A top credit agency has cut Greece’s rating, making it the least credit-worthy nation out of 131 countries it monitors. The Greek government said the downgrade by Standard & Poor’s (S&P) – from B to CCC – ignored its efforts to secure funding. In order for the next tranche of rescue loans to go through, parliament must adopt the new austerity plan by the end of June. S & P has also downgraded yesterday the ratings for four Greek banks: National Bank of Greece (NBG), EFG Eurobank (EFG), Alpha Bank and Piraeus Bank, with operations in Romania, three steps, to “CCC” category of “highly speculative “.
PM: i am aware of my responsibilities
Greece is at a “historically critical” moment, Prime Minister George Papandreou said on Wednesday, and reiterated his call for national understanding, as he was greeted at the Presidential Mansion by President of the Republic Karolos Papoulias for an extraordinary meeting asked by the premier. Papandreou said that, even today (our note: yesterday), he was in contact with the leaders of the other political parties to seek understanding, adding: “Everyone undertakes his responsibilities. I am aware of my responsibilities and the responsibilities of my government towards the Greek people and the country.”

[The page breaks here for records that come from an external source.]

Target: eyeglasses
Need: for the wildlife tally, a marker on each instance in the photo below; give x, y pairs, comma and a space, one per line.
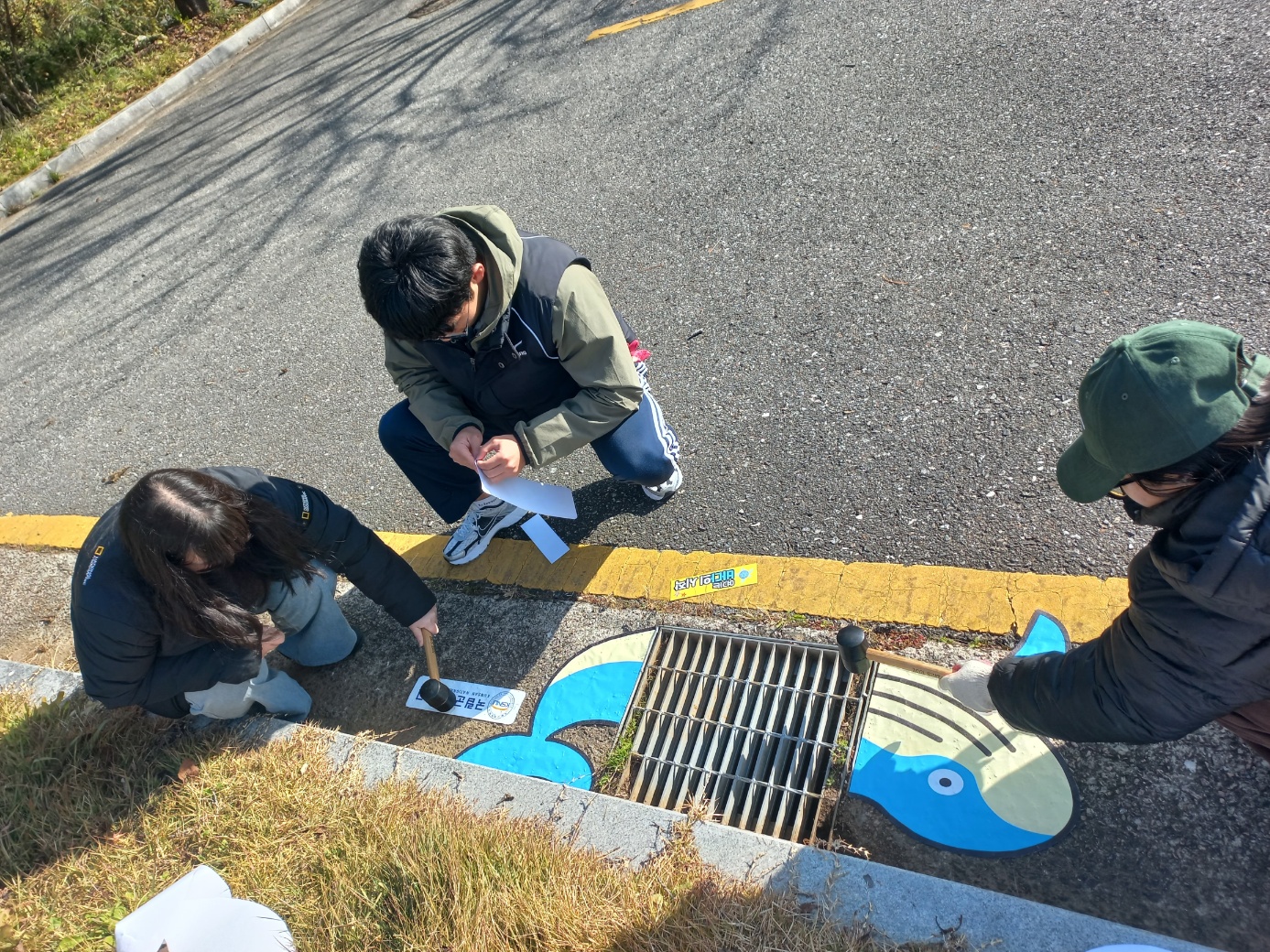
1116, 492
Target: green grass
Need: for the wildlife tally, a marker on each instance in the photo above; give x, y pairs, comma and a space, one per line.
94, 820
621, 752
91, 91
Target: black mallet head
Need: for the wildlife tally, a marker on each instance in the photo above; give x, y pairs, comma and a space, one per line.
853, 647
436, 695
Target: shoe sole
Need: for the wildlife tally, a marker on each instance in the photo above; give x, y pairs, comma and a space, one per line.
667, 495
482, 545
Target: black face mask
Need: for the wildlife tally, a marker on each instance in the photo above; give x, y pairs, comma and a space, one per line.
1133, 511
1166, 514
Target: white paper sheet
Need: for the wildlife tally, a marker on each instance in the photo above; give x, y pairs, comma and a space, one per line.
478, 702
542, 536
537, 496
199, 914
147, 926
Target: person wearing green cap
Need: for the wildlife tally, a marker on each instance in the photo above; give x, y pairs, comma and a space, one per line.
1178, 428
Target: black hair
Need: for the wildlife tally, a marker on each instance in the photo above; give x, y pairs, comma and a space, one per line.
1221, 459
248, 544
416, 275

Greece, Portugal, Ireland hit fresh debt-cost highs
The cost of insuring Greek, Portuguese and Irish debt against default hit new, record highs Wednesday amid the lack of official consensus about what to do with Greece’s debt. At around 10.00 GMT, Greece’s five-year CDS – credit default swap – spread was 1.11 percentage points wider at 17 percentage points, wider from an earlier level of 16.51 percentage points, according to data-provider Markit, quoted by Wall Street Journal. This means it now costs an average of USD1,700,000 a year to insure USD10 M of debt issued by the country. On the other hand, European stock markets fell yesterday, as the continuing failure to define specifically the details of a bailout for Greece warded investors away from equity markets and into safer investments such as government bonds.